A comprovação da atividade rural exercida na infância constitui importante tema no âmbito do Direito Previdenciário, especialmente quando relacionada ao reconhecimento de períodos contributivos para obtenção de aposentadoria rural ou híbrida. Recentemente, o portal Previdenciarista destacou os desafios enfrentados pelos segurados ao tentar averbar tempo de trabalho infantil rural junto ao INSS .
- Fundamentação Legal e Jurisprudencial
O ordenamento jurídico brasileiro, embora admita a comprovação de trabalho rural anterior aos 12 anos de idade, impõe requisitos rigorosos. A tendência jurisprudencial predominante (Tema 219 da TNU) reconhece essa possibilidade “por se tratar de exceção” . Para alcançar êxito, o segurado deve apresentar prova robusta, demonstrando continuidade, habitualidade e a participação em regime de economia familiar.
- Documentos Admitidos
Dada a escassez de documentos formais relativos à infância, a doutrina e jurisprudência admitem prova por meio de documentos extrapatrimoniais, tais como:
• Depoimentos testemunhais capazes de confirmar a rotina de trabalho rural na família;
• Declarações de vizinhos, lideranças comunitárias ou sindicatos;
• Contratos de parceria ou comodato firmados pelos pais ou responsável;
• Registros administrativos, como cadastro em órgãos públicos (INCRA, colônias de pescadores, DNOCS).

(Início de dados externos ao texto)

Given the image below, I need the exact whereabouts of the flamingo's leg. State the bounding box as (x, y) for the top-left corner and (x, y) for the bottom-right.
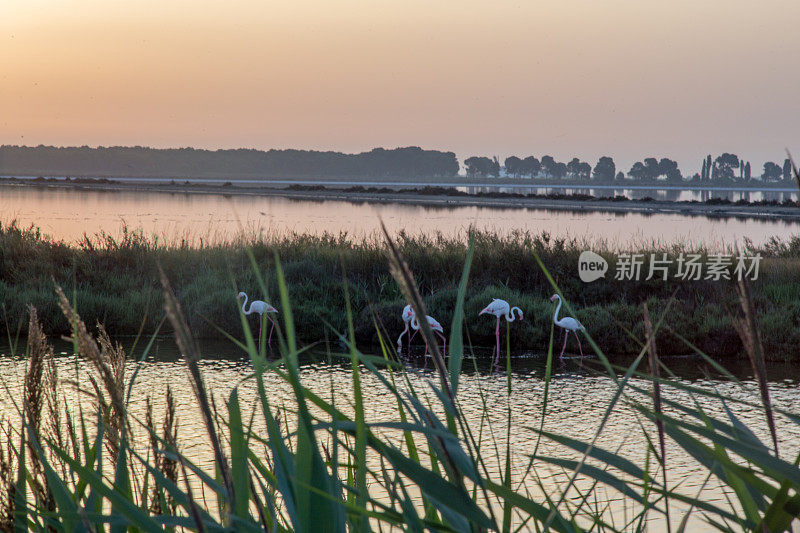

Há entendimento pacífico de que tais documentos, ainda que em nome de familiares, podem ser considerados válidos, desde que comprovem o vínculo e a participação efetiva no trabalho familiar   .
- Critérios de Valoração
Para que a prova seja válida, devem estar satisfeitos os seguintes critérios:
1. Caráter continuado: regularidade na prestação de serviços rurais;
2. Economia familiar: trabalho realizado sem vínculo empregatício, na subsistência familiar;
3. Período contemporâneo: documentação preferencialmente gerada no período em questão;
4. Contexto de exceção: atividade antes dos 12 anos exige fundamentação robusta, dada a minoridade.
- Obstáculos Práticos
Conforme ressalta a advogada Jane Berwanger, os principais entraves incluem:
• Ausência de documentos da infância;
• Frágil consistência probatória dos depoimentos;
• Resistência do INSS em reconhecer períodos laborais anteriores aos 12 anos, dado seu caráter excepcional   .
- Estratégias de Defesa
Para mitigar tais obstáculos, recomenda-se:
• Produção ampla de prova testemunhal especializada, com declarações formais e firmadas por pessoas de idoneidade comprovada;
• Juntada de documentos contemporâneos — mesmo que em nome de terceiros — que evidenciem rotina rural;
• Uso de perícias técnicas para aferir as condições de trabalho da época e contexto socioeconômico da família.
- Conclusão
O reconhecimento do trabalho rural na infância, para fins previdenciários, exige estratégia jurídica alinhada ao caráter excepcional da comprovação antes dos 12 anos. O segurado deve se preparar para oferecer prova robusta e bem estruturada, contando com depoimentos confiáveis e documentos que, mesmo em nome de terceiros, reforcem a efetiva atividade laboral familiar. Essa abordagem maximiza a probabilidade de obtenção da averbação junto ao INSS ou eventual respaldo jurisdicional.